SANTIAGO, Chile (Reuters) - Over 90 years after Catalan architect Antoni Gaudi mailed a Chilean friar two sketches for the design of a chapel, the small city of Rancagua, Chile is getting ready to build the late creator's only project outside of his native Spain.
The chapel was initially planned as part of Gaudi's famed Sagrada Familia church in Barcelona, but was never built.
"We have to adapt the project's architecture, and its symbolism, so that the project fits within the context of the 21st century," Christian Matzner, the lead architect for the chapel and adjoining cultural center, told Reuters.
The building would, however, accurately echo Gaudi's preoccupation with geometry and nature, he said.

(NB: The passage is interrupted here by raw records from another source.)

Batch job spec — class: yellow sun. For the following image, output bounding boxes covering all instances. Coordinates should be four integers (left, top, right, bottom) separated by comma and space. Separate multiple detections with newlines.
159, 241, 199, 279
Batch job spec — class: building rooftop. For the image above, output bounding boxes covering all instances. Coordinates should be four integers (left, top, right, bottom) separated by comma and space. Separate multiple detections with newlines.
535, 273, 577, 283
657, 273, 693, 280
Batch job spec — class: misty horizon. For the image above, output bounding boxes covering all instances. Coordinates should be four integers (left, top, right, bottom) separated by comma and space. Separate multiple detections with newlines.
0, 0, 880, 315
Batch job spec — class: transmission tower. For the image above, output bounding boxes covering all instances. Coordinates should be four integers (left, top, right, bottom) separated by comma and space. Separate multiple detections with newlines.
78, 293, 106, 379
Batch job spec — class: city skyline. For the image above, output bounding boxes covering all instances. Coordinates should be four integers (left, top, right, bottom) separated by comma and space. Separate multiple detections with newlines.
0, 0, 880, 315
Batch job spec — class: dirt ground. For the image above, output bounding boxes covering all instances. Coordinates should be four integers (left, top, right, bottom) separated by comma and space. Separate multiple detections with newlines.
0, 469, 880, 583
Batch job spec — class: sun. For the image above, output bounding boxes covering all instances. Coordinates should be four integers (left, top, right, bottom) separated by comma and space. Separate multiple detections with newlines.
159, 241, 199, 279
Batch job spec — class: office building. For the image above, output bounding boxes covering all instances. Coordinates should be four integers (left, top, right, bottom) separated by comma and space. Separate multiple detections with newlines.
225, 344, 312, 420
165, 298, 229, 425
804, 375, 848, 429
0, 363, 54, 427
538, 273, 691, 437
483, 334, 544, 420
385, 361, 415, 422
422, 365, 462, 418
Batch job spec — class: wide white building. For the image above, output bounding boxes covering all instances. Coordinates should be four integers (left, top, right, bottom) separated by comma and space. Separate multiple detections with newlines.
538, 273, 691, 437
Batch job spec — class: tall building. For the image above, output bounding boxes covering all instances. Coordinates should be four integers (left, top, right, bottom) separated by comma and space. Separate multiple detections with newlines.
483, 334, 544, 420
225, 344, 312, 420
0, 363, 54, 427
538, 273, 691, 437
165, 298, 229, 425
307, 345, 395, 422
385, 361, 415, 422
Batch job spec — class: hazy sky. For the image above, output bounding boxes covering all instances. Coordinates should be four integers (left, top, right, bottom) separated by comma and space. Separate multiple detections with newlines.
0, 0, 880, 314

The cross atop the 30-meter tall, 10-meter-by-10-meter wide chapel will be adorned with copper, Chile's most abundant mineral resource and its top export. The lining of the cupola will feature the nation's famed deep-blue gemstone lapis lazuli. The chapel will also be built to withstand the frequent and occasionally strong earthquakes that rock the Andean country.
Chilean President Michelle Bachelet has promised $7.4 million in funding for the project, while another $1 million will be raised via donations.
Construction is set to begin in the second half of 2015 and should be completed in four years, said Morin Contreras, regional supervisor for Rancagua, an agricultural and mining town located some 90km south of Chile's capital Santiago.
Consumed at the time by the building of his Sagrada Familia masterpiece, Gaudi received a letter from Franciscan friar Angelico Aranda in 1922 asking for the design of a Chilean chapel in exchange for "a payment of prayers."
Gaudi replied that he had a chapel already planned at Sagrada Familia, and told the friar, "so go ahead and build it yourself in America before me in Barcelona," said Beatriz Valenzuela, executive secretary of Corporacion Gaudi de Triana, an organization set up in 1996 to build the chapel.
In Gaudi's letter to Aranda, he said construction of the chapel "would be a test of spiritual fraternity between Spain and America."
Long after he started on the Sagrada Familia - which is still under construction after 130 years - Gaudi's gift to "America" looks set to become a reality.